For a while, one of the most notorious faces on display, in a corridor near a room where prospective jurors gather, was that of Jeffrey Epstein, the disgraced financier and sex offender.
But at a recent hearing in the case of Ghislaine Maxwell, whose trial on charges she helped Epstein recruit and ultimately abuse young girls begin Monday, the government and the defence each asked that Epstein’s picture be removed from the wall.
Judge Alison Nathan agreed to have it done. But Epstein, who died by suicide more than two years ago, will not be so easily erased from the trial of Maxwell, his longtime partner.
“The shadow of Epstein is going to loom large here,” said Moira Penza, a former federal prosecutor in Brooklyn. “The case is obviously going to be about Maxwell, but he’s going to be right at the centre of it as well.”
Maxwell, 59, the daughter of a British media mogul and a longtime fixture on New York’s social scene, had been linked to Epstein as a girlfriend and later helped him manage his homes and his social relationships.
Her lawyers now face the challenge of trying to disentangle her from the allegations against Epstein — even perhaps portraying her as his victim, legal experts said.

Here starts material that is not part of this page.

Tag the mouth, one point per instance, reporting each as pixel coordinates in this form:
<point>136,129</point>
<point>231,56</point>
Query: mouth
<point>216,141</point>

But the government will also have to tread carefully before the jury.
“The prosecutors are certainly going to want to paint a picture of Epstein as an evil man, because that’s necessary for the jurors to understand and be outraged by her role in the scheme,” said Arlo Devlin-Brown, a former top federal corruption prosecutor in Manhattan. "But they really have to walk a fine line between setting that stage and going overboard — making the trial too much about Epstein and his conduct, and not enough about Maxwell.”
Epstein, 66, was arrested July 6, 2019, and charged with recruiting dozens of girls to engage in sex acts with him at his mansion in Manhattan and his estate in Palm Beach, Florida. He paid them hundreds of dollars in cash for each encounter, a federal indictment said.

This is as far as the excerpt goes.